Case 1000 involves Netanyahu’s allegedly having been gifted cigars and champagne from Hollywood mogul Arnon Milchan and Australian businessman James Packer, in return for access and clout. Case 2000 is about Yediot Aharonot publisher Noni Mozes offering the prime minister favorable coverage, in exchange for help to curtail the circulation of the Israel Hayom newspaper.
Netanyahu never accepted the proposal. But he didn’t immediately reject it off hand. This, according to the indictment, enabled him to enjoy positive reportage during the time that Mozes believed such a deal was in the works.
You can’t make this stuff up – unless you’re the Israel Police and State Attorney’s Office, that is. Then you charge the “perpetrator” with fraud and breach of trust. And you add a bribery rap to the mix in Case 4000.
As the narrator of The Trial: Case 4000 Opens in Front of the Cameras recounts, “Our story seems to begin in October 2015, with the publication of an article in Haaretz by Gidi Weitz.”
An excerpt from the piece in question appears on the screen, with the text: “For the past few years, [the online outlet] Walla has become the advertising site of the Netanyahu family… Meanwhile, Communications Minister Netanyahu [a role he also held at the time] is assisting the site’s owner, businessman Shaul Elovitch, to obtain approval for a transaction, and holding up a reform that would benefit the Israeli public, yet do serious harm to [telecommunications company] Bezeq, which [Elovitch] owns.”
THE NARRATOR continues: “In the wake of the article, a report is released by the State Comptroller, and a police investigation is launched.
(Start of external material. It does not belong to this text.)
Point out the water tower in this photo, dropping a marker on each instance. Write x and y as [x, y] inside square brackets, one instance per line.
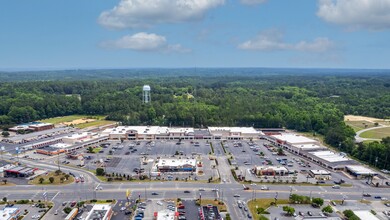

But there are those who contend that the roots of the story go far deeper.”
Shavit describes the feeling of the sector that was on the outs of elite society until Menachem Begin became prime minister in 1977. This, he says, “allowed entry, but two clubs remained closed to them: the media and the legal system. And these two clubs have joined forces to eliminate the person [Netanyahu] who represents them.”
Ramon goes on to explain that, unlike in 2009 and 2013, Netanyahu didn’t include the Labor Party in the coalition he built in 2015. This was when “many on the left started to sense that Bibi was a danger to Israeli democracy,” he says.
Here, a clip from that period shows a Labor Party activist warning a political gathering that “if we want to defeat Bibi, it will be hard to do so through elections. We don’t have Russians; we don’t have flag-bearers [nationalists]; we don’t have Mizrahi Jews; we don’t have the periphery. We’re in demographic trouble. We want to defeat him? Let’s defeat him through corruption [charges].”
THE DOCUMENTARY presents and asks participants to express their opinions on seven key facts that “were not and cannot be in dispute”: 1. There has never been a prime minister, in any country, tried for bribery for interfering in media coverage. 2. The investigations into Netanyahu were launched without the required signed and reasoned approval of the attorney general. 3. The indictment was filed while Netanyahu was in the United States – get this – signing the Abraham Accords. 4. The Israel Police and State Attorney’s Office employed extreme and illegal interrogation techniques to extract witness testimony. 5. The police and prosecution violated the law by trying to persuade witnesses to switch lawyers, to make it easier to turn them against Netanyahu. 6. The police and prosecution used spyware to extract information, also in violation of the law. 7. The prosecution failed to transfer many important documents to Netanyahu’s defense team.
In addition, as the film reveals, “they were in such a hurry to file the indictment that they forgot one of the basic elements of any indictment, a witness list,” which the State Attorney’s Office subsequently prepared. At the court’s request, it also wrote an addendum to the indictment specifying 315 instances of favorable coverage, later referred to as “reduced hostility.”
This would be hilarious if it weren’t so horrifying. Luckily, however, the farce spurred some dedicated skeptics to establish “The 315 Project-Citizens for Truth,” to check out each example of the ostensibly mutual Walla-Netanyahu arrangement.